Recall that last November the 2nd Circuit upheld a New York law requiring those who want to carry handguns to show “a special need for self-protection.”
There is an underlying problem with this. The Federal Constitution does not allow the Federal government to decide the purposes for which it will permit citizens to “keep and bear arms.” The Constitution requires the Federal government not to infringe citizens’ right to keep and to bear, period. There is no “except for when the government deems otherwise” caveat; the clause reads the right of the people to keep and bear Arms, shall not be infringed.
This also is clear from the authors’ understanding of the terms of relevance here: from the 10th edition of Johnson’s Dictionary we have: Infringe: 1. To violate; to break laws or contracts. 2. To destroy; to hinder. That definition has not changed much, if at all, in the intervening more than one hundred years since the Constitution was written.
Additionally, the right to keep must mean the right to bear anywhere, else the keeping has no import. Moreover, the right to bear is as explicitly stated in the Clause as is the right to keep, and that right has no limit on where stated, and so there is no limit.
On top of that, in A well regulated Militia, being necessary to the security of a free State, “State” refers to the constituent States of the United States, not to the United States itself. Again, the Federal government has no say.
Finally, Heller and McDonald made explicit the extension of these 2nd Amendment clauses to the inside of the individual States—all of them.
It should be clear, then, even to a New York-based 2nd Circuit, that the government has nothing to say on the purpose a private citizen, of any State or of the United States, might have for possessing or carrying about his privately owned weapon. Indeed, as Judge Richard Posner of the 7th Circuit notes, a citizen’s need can be acute everywhere, and with particular reference to “a special need for self-protection,” Posner had this in his opinion in Moore v. Madigan:
Twenty-first century Illinois has no hostile Indians. But a Chicagoan is a good deal more likely to be attacked on a sidewalk in a rough neighborhood than in his apartment on the 35th floor of the Park Tower. A woman who is being stalked or has obtained a protective order against a violent ex-husband is more vulnerable to being attacked while walking to or from her home than when inside. She has a stronger self-defense claim to be allowed to carry a gun in public than the resident of a fancy apartment building (complete with doorman) has a claim to sleep with a loaded gun under her mattress.
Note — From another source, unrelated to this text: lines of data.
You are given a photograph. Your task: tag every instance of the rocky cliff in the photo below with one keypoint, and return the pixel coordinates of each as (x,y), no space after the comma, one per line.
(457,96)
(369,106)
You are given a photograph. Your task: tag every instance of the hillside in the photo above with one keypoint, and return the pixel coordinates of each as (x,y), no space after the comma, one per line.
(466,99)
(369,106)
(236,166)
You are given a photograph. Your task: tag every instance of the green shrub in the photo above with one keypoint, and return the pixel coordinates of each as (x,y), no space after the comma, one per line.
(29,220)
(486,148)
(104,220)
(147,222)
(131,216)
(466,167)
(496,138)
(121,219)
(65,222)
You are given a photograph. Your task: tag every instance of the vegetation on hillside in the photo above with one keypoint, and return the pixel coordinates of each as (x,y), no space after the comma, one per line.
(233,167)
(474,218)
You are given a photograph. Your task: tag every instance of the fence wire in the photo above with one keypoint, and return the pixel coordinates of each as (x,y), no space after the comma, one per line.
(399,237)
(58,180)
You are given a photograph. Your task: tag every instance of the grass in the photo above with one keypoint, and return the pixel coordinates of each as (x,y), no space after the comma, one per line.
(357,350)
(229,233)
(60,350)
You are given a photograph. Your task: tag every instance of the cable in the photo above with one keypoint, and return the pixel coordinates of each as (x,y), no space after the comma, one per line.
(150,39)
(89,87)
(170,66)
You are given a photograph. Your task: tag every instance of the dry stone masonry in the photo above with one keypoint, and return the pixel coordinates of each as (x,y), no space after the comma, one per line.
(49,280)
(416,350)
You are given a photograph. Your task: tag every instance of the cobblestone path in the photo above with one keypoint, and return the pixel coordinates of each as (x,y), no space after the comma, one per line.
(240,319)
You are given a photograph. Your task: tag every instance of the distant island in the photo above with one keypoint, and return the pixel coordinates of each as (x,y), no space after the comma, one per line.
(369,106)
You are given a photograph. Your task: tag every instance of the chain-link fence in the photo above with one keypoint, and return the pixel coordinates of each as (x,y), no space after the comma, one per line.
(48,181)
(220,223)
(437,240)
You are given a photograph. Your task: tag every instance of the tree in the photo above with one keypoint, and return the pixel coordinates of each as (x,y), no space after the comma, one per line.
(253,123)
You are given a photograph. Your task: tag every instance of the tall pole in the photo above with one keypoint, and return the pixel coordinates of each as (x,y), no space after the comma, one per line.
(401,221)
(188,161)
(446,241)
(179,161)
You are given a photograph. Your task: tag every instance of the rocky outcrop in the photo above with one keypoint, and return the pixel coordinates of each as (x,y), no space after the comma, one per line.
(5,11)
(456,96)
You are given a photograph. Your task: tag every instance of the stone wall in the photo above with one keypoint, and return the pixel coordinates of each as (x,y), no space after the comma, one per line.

It’s certainly true that some reasonable State-level (but not Federal) limits on the where might be applied. It’s reasonable, for instance, to uphold the right of a private business owner to bar weapons from his establishment. It’s reasonable for a State to bar private citizens’ weapons from a courtroom. It’s reasonable for a State to bar the bearing anywhere (and so to bar the keeping) by those convicted of violent crimes. It’s reasonable for a State to bar the bearing in public by any other citizen absent that citizen’s possession of a license demonstrating his understanding of the handling and maintenance of his weapon.
But there’s very little else that a government might do to inhibit those 2nd Amendment rights.